MSB: Olha, esta fase que você comenta já passou. De uns cinco anos para cá, a quantidade de livros de FC, fantasia e horror no Brasil atingiu números centenários. Em 2009, por exemplo, tivemos 364 livros destes gêneros publicados no país, sendo quase 40% deles, de autores nacionais (ainda que em editoras pequenas, edições amadoras e eletrônicas). 

A internet coloca a FC brasileira em contato permanente com centros importantes da FC internacional. Inclusive, alguns autores e críticos têm publicado em revistas nos EUA e na Europa. Algumas poucas editoras (como a Aleph e a Devir) têm publicado livros de autores importantes e atuais. Mas o que poderia tornar ainda mais efetiva a aproximação dos temas da FC internacional e brasileira seria a publicação de uma revista profissional de contos, a exemplo do que foi a "Isaac Asimov Magazine", no início dos anos 1990. 

De qualquer maneira, os melhores autores brasileiros de hoje escrevem uma FC instigante e ousada a par do que acontece nos principais centros da FC mundial. Não porque seguem necessariamenrte as tendências, mas porque desenvolvem caminhos próprios, a partir da realidade brasileira.


CF: Você e Cesar Silva são os pesquisadores responsáveis pelo sempre aguardado 'Anuário Brasileiro de Literatura Fantástica'. No decorrer do tempo em que trabalharam para a elaboração do anuário, foi possível perceber alguma tendência ou mudança significativa nas publicações nacionais, em relação a outras épocas?

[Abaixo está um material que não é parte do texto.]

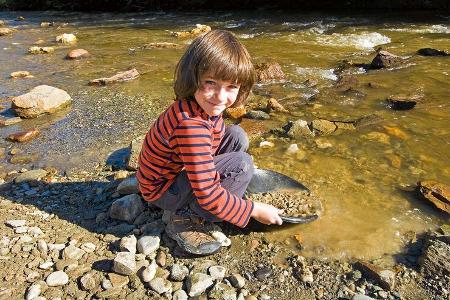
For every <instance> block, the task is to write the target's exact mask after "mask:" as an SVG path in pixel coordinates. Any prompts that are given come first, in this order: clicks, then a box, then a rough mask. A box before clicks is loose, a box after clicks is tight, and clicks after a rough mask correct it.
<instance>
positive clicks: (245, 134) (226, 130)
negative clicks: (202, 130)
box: [151, 125, 254, 222]
mask: <svg viewBox="0 0 450 300" xmlns="http://www.w3.org/2000/svg"><path fill="white" fill-rule="evenodd" d="M248 146H249V141H248V137H247V134H246V133H245V131H244V130H243V129H242V128H241V127H240V126H238V125H231V126H227V127H226V129H225V134H224V137H223V139H222V141H221V143H220V145H219V147H218V148H217V151H216V154H215V155H214V156H213V158H214V164H215V166H216V171H217V172H218V173H219V174H220V184H221V186H222V187H223V188H225V189H226V190H227V191H229V192H230V193H232V194H234V195H236V196H238V197H240V198H242V196H243V195H244V193H245V190H246V189H247V186H248V184H249V182H250V179H251V178H252V176H253V171H254V168H253V160H252V158H251V156H250V155H249V154H248V153H246V152H245V151H247V149H248ZM151 204H153V205H155V206H157V207H159V208H161V209H164V210H169V211H172V212H175V211H177V210H181V209H184V208H190V209H191V210H192V211H193V212H194V213H196V214H197V215H198V216H200V217H202V218H204V219H205V220H207V221H210V222H218V221H221V220H220V219H219V218H217V217H216V216H215V215H213V214H211V213H210V212H208V211H206V210H204V209H203V208H201V206H200V205H199V204H198V202H197V198H196V197H195V195H194V192H193V190H192V187H191V184H190V182H189V179H188V177H187V174H186V171H182V172H180V174H178V175H177V177H176V178H175V182H174V183H173V184H172V185H171V186H170V187H169V189H168V190H167V191H166V192H165V193H164V194H163V195H162V196H161V197H160V198H159V199H157V200H155V201H152V202H151Z"/></svg>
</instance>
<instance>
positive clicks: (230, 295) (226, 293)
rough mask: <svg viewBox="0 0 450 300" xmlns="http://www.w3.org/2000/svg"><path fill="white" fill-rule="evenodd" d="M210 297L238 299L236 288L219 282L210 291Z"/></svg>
mask: <svg viewBox="0 0 450 300" xmlns="http://www.w3.org/2000/svg"><path fill="white" fill-rule="evenodd" d="M208 299H217V300H236V299H237V295H236V290H235V289H234V288H233V287H231V286H229V285H226V284H225V283H222V282H218V283H216V284H215V285H214V287H213V288H212V289H211V290H210V291H209V293H208Z"/></svg>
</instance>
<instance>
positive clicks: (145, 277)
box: [141, 261, 158, 282]
mask: <svg viewBox="0 0 450 300" xmlns="http://www.w3.org/2000/svg"><path fill="white" fill-rule="evenodd" d="M157 269H158V266H157V265H156V262H155V261H152V263H151V264H150V265H148V266H147V267H145V268H144V270H143V271H142V274H141V279H142V281H143V282H150V281H151V280H152V279H153V278H155V275H156V270H157Z"/></svg>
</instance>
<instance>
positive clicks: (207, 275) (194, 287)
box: [187, 273, 214, 297]
mask: <svg viewBox="0 0 450 300" xmlns="http://www.w3.org/2000/svg"><path fill="white" fill-rule="evenodd" d="M213 284H214V282H213V281H212V278H211V276H209V275H206V274H204V273H195V274H193V275H192V276H190V277H189V278H188V281H187V291H188V295H189V296H190V297H195V296H200V295H201V294H203V293H204V292H205V291H206V289H207V288H209V287H210V286H212V285H213Z"/></svg>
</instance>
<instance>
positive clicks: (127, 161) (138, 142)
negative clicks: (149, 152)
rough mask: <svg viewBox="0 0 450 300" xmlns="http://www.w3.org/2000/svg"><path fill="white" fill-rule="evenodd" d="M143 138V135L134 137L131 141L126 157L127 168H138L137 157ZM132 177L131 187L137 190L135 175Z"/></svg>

MSB:  Sim, principalmente na quantidade, como disse antes. No primeiro "Anuário", de 2004, tivemos 130 livros publicados no ano. Em 2009, como disse antes, 364. E agora em 2010, passará com folga dos 400 livros. Duas características podem ser apontadas como principais: 1) a expansão dos lançamentos baseia-se nos livros para o público infanto-juvenil; 2) o expressivo aumento quantitativo na publicação de autores nacionais (48 num total de 130 em 2004 (37%) e 142 de 364 (39%) em 2009), com a manutenção de um patamar em termos proporcionais. Surgiram várias editoras novas que publicam autores nacionais e outras tradicionais que voltaram a dar espaço à FC, fantasia e horror.
Contudo, se aumentou a quantidade, falta ainda que os bons autores nacionais sejam publicados pelas grandes editoras, pois estas priorizam os autores estrangeiros.



CF: Para terminar, você tem alguma outra coletânea em vista? Alguma sugestão de leitura ou link que queira divulgar?

MSB: Uma nova coletânea neste momento não. Mas para os próximos anos é possível que coordene um novo projeto. Dois livros que li recentemente merecem ser recomendados: "O Incrível Homem que Encolheu", de Richard Matheson (editora Novo Século) e "Selva Brasil", de Roberto de Sousa Causo (editora Draco), pois estão entre os melhores lançamentos de 2010. Sugiro também a visita aos sites das editoras que publicam FC&F de maneira regular e engajada, como, por exemplo, a Devir, a Aleph e a Tarja Editorial. A maior parte do que há de melhor vem sendo realizado por estas editoras. Afora, isso, vale a pena conhecer o blog de Cesar Silva, www.mensagensdohiperespaço.blogspot.com, que realiza um trabalho de divulgação e análise sobre a FC&F brasileira dos mais idealistas e independentes.

CF: Obrigado Marcello, pela sua gentileza em conceder esta entrevista!